President Biden is expected to sign an executive order calling for 50% of new-vehicle sales to be plug-in hybrid, battery-electric or hydrogen-electric by 2030, the White House announced on Thursday.

While this is a non-binding target, several automakers issued statements in support of it. Ford, General Motors and Stellantis issued a joint statement confirming their "shared aspiration" to achieve the goal.

Ford also joined BMW, Honda, Volkswagen, and Volvo in a separate statement of support. These automakers previously made a deal with California with stricter emissions standards at a time when the state's emissions rule-making ability was under attack from the Trump administration. California is currently aiming for 80% electric-vehicle sales by 2035, with more tightly regulated plug-in hybrids making up the other 20% of sales.

Factory Zero - GM reconfigures Hamtramck plant for EVs

Factory Zero - GM reconfigures Hamtramck plant for EVs

The timing is right for ambitious EV sales goals because of factors like decreased battery costs, increased average range, and the larger number of models now available, the White House said in its statement. The official statement also mentioned competition with China, noting that the U.S. EV market share is currently one third that of China.

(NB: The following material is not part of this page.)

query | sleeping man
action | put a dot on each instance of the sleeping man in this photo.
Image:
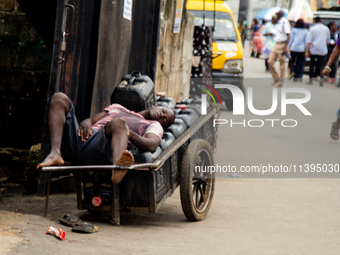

To support greater volumes of EVs, Biden also called for investment in a national charging network and a domestic supply chain for EV manufacturing, as well as point-of-sale purchase incentives for car buyers. Earlier this year he proposed a $174 billion spend on the promotion of EVs, including charging networks, as part of an infrastructure bill.

The Environmental Protection Agency (EPA) and National Highway Traffic Safety Administration (NHTSA) are also working on stricter emissions standards, the White House confirmed. The new standards will "build on the momentum" of the California framework previously backed by Ford, BMW, Honda, VW and Volvo. The NHTSA proposed rule takes effect for model year 2024, while the EPA proposed rule takes effect for model year 2023, but both rules are intended to work compatibly through the 2026 model year, according to the White House.